Abstract

The only potentially curative treatment for patients with colorectal liver metastases is hepatectomy. Associating liver partition and portal vein ligation for staged hepatectomy has emerged as a method of treatment for patients with inadequate future liver remnant. One concern about associating liver partition and portal vein ligation for staged hepatectomy is that preoperative chemotherapy may negatively affect the volume increase of the future liver remnant and outcomes. This study from the International Associating Liver Partition and Portal Vein Ligation for Staged Hepatectomy Registry (NCT01924741) includes 442 patients with colorectal liver metastases registered from 2012-2016. Future liver remnant hypertrophy (absolute increase, percent increase, and kinetic growth rate) and clinical outcome were analyzed retrospectively in relation to type and amount of chemotherapy. The analyzed groups included patients with no chemotherapy, 1 regimen of chemotherapy, >1 regimen, and a group that received monoclonal antibodies in addition to chemotherapy. Ninety percent of the patients received neoadjuvant oncologic therapy including 42% with 1 regimen of chemotherapy, 44% with monoclonal antibodies, and 4% with >1 regimen.
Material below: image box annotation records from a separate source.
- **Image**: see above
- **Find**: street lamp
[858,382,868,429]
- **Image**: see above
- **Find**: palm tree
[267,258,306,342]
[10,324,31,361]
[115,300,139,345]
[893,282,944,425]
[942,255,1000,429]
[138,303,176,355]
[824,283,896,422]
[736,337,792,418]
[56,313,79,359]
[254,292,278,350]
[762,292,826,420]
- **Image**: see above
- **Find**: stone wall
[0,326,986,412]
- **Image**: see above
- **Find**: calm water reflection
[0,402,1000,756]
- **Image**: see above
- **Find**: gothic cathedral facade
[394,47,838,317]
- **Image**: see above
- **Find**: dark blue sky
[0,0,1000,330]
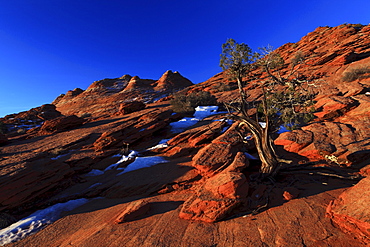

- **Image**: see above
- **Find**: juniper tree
[220,39,312,176]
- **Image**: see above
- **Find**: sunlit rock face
[53,70,193,117]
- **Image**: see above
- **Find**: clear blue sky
[0,0,370,117]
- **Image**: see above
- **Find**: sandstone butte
[0,24,370,247]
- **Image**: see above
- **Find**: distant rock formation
[53,70,193,117]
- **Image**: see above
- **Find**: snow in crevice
[170,106,223,133]
[146,139,170,151]
[0,198,89,246]
[104,150,138,172]
[117,156,167,176]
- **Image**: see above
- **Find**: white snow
[170,106,218,133]
[84,169,104,177]
[147,139,170,151]
[170,117,200,133]
[0,198,89,246]
[194,106,218,119]
[244,152,258,160]
[117,156,167,176]
[104,150,138,172]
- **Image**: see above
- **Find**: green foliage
[342,65,370,82]
[258,84,315,130]
[220,39,314,130]
[171,91,217,112]
[220,39,259,79]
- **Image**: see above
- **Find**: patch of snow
[194,106,218,120]
[170,117,200,133]
[244,152,258,160]
[84,169,104,177]
[170,106,218,133]
[117,156,167,176]
[0,198,89,246]
[104,150,138,172]
[147,139,170,151]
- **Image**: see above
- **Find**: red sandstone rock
[193,123,249,176]
[114,200,150,224]
[283,187,299,201]
[0,158,74,211]
[179,172,248,222]
[39,115,84,135]
[327,177,370,244]
[315,96,355,120]
[118,101,145,115]
[154,70,193,91]
[0,133,8,146]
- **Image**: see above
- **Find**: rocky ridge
[0,25,370,246]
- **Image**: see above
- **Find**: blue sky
[0,0,370,117]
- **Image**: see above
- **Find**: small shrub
[171,91,217,112]
[342,65,370,82]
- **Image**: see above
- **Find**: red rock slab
[327,177,370,245]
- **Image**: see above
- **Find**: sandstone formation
[0,24,370,247]
[327,177,370,244]
[39,115,84,135]
[118,101,145,115]
[53,70,192,117]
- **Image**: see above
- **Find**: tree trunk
[240,119,279,176]
[237,77,279,176]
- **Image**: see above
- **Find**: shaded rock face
[0,104,62,132]
[0,133,8,146]
[0,158,74,211]
[327,177,370,244]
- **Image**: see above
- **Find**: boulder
[315,96,356,120]
[179,171,248,223]
[0,158,74,211]
[118,101,145,115]
[114,200,150,224]
[39,115,84,135]
[193,123,253,177]
[326,177,370,244]
[154,70,193,91]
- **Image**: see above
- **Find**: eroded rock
[327,177,370,244]
[179,171,248,222]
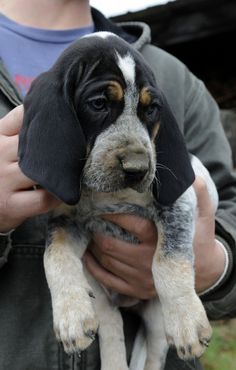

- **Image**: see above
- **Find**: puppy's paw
[52,289,98,354]
[163,294,212,360]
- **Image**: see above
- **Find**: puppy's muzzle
[118,152,150,186]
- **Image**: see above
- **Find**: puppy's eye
[89,96,107,112]
[145,103,160,119]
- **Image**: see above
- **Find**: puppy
[19,32,217,370]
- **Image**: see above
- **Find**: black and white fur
[19,32,217,370]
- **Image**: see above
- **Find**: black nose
[120,153,149,183]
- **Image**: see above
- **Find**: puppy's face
[18,32,194,204]
[74,36,161,192]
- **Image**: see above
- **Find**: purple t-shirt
[0,14,94,96]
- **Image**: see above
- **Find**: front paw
[163,295,212,360]
[52,289,98,354]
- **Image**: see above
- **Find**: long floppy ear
[18,70,86,204]
[153,94,195,205]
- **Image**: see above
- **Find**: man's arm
[0,106,59,233]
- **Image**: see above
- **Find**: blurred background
[90,0,236,168]
[90,0,236,370]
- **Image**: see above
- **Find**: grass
[201,319,236,370]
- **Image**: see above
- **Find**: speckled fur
[44,34,217,370]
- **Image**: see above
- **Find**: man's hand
[0,106,59,232]
[84,214,157,299]
[193,177,225,293]
[84,178,225,299]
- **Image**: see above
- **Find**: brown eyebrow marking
[152,121,160,141]
[139,87,152,106]
[107,81,124,101]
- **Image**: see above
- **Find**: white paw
[52,289,98,354]
[163,295,212,360]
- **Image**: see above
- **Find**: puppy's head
[19,32,193,204]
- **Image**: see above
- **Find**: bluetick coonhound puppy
[19,32,217,370]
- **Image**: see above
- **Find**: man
[0,0,236,370]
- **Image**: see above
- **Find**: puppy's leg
[152,193,211,359]
[142,298,169,370]
[85,276,128,370]
[44,207,98,353]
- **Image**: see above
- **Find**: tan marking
[52,228,68,247]
[152,121,160,141]
[107,81,124,101]
[139,87,152,107]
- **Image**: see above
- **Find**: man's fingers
[0,105,24,136]
[0,135,19,163]
[83,252,133,296]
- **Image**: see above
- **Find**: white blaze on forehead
[116,53,135,84]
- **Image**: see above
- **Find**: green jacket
[0,7,236,370]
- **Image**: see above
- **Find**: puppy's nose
[120,153,149,183]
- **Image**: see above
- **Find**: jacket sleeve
[184,70,236,320]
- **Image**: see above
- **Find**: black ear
[153,94,195,205]
[18,71,86,204]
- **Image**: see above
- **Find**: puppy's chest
[74,189,158,243]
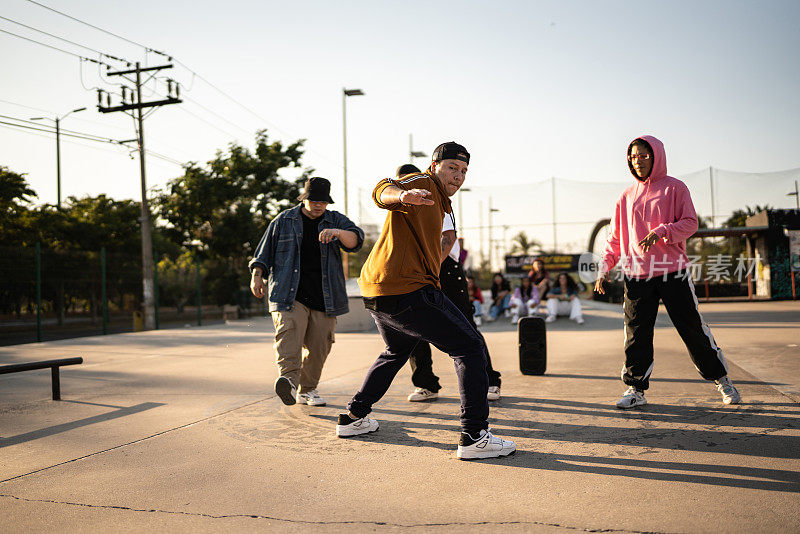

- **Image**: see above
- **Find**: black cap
[397,163,422,178]
[433,141,469,164]
[297,180,333,204]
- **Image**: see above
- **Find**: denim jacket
[249,206,364,317]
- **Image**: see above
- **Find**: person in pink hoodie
[595,135,741,409]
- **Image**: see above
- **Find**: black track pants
[408,256,500,392]
[622,271,728,390]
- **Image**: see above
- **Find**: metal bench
[0,358,83,400]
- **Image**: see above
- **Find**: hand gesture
[639,232,658,252]
[594,273,608,295]
[319,228,341,243]
[400,189,434,206]
[250,271,264,299]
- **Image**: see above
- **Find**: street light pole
[342,87,364,215]
[31,108,86,209]
[458,187,472,232]
[408,134,428,163]
[786,180,800,210]
[56,117,61,209]
[489,197,500,266]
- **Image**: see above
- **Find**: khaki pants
[272,302,336,393]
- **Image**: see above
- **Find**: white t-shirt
[442,213,461,261]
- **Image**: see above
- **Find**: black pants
[408,256,500,393]
[622,271,728,390]
[347,286,489,436]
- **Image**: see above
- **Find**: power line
[18,0,308,147]
[0,27,111,67]
[0,119,185,167]
[0,15,131,65]
[23,0,169,58]
[21,0,334,171]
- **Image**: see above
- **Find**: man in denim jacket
[250,178,364,406]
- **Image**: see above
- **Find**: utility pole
[97,61,182,330]
[550,176,558,254]
[31,108,86,209]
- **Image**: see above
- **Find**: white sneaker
[716,375,742,404]
[617,386,647,410]
[297,389,325,406]
[456,430,517,460]
[275,376,297,406]
[408,388,439,402]
[336,413,380,438]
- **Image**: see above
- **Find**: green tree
[722,204,771,228]
[154,130,313,305]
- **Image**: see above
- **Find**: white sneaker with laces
[275,376,297,406]
[297,389,325,406]
[617,386,647,410]
[408,388,439,402]
[336,413,380,438]
[716,375,742,404]
[456,430,517,460]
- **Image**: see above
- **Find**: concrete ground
[0,302,800,533]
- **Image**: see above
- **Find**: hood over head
[628,135,667,182]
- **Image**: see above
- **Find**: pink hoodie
[600,135,697,278]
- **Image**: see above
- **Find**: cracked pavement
[0,302,800,533]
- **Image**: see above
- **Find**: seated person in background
[528,259,551,299]
[467,276,483,326]
[510,276,539,324]
[545,272,583,324]
[487,273,511,321]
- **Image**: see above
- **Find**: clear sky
[0,0,800,258]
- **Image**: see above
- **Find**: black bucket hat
[297,176,333,204]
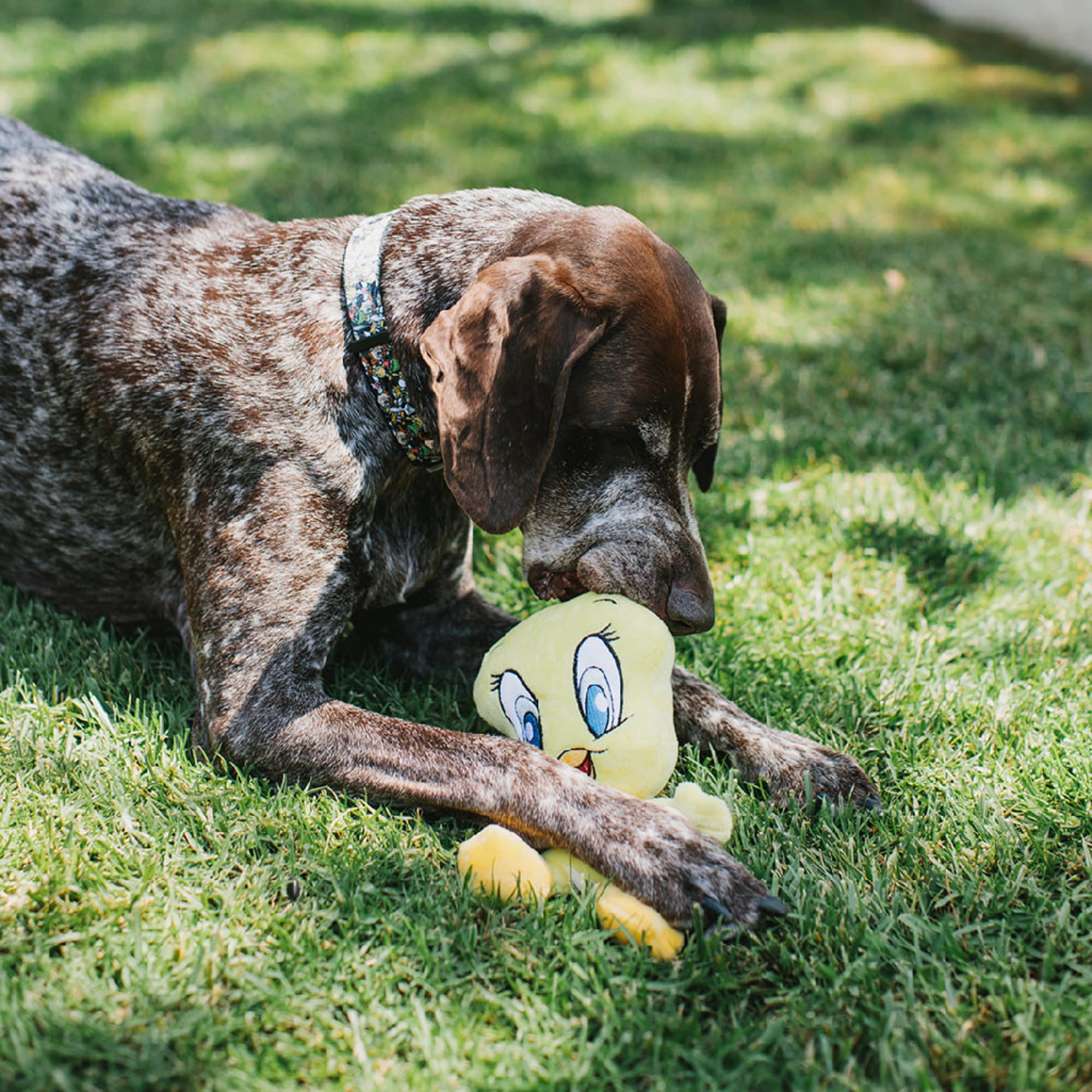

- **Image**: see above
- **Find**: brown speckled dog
[0,119,876,928]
Future liver remnant increased between 74-92% with the largest increase in the group with 1 regimen of chemotherapy. The increase in milliliters was between 241mL (>1 regimen) and 306mL (1 regimen). Kinetic growth rate was between 14-18% per week and was greatest for the group with 1 regimen of chemotherapy. No statistical significance was found between the groups with any of the measurements of future liver remnant hypertrophy. Neoadjuvant chemotherapy, including monoclonal antibodies, does not negatively affect future liver remnant growth. Patients with colorectal liver metastases who might be potential candidates for associating liver partition and portal vein ligation for staged hepatectomy should be considered for neoadjuvant chemotherapy.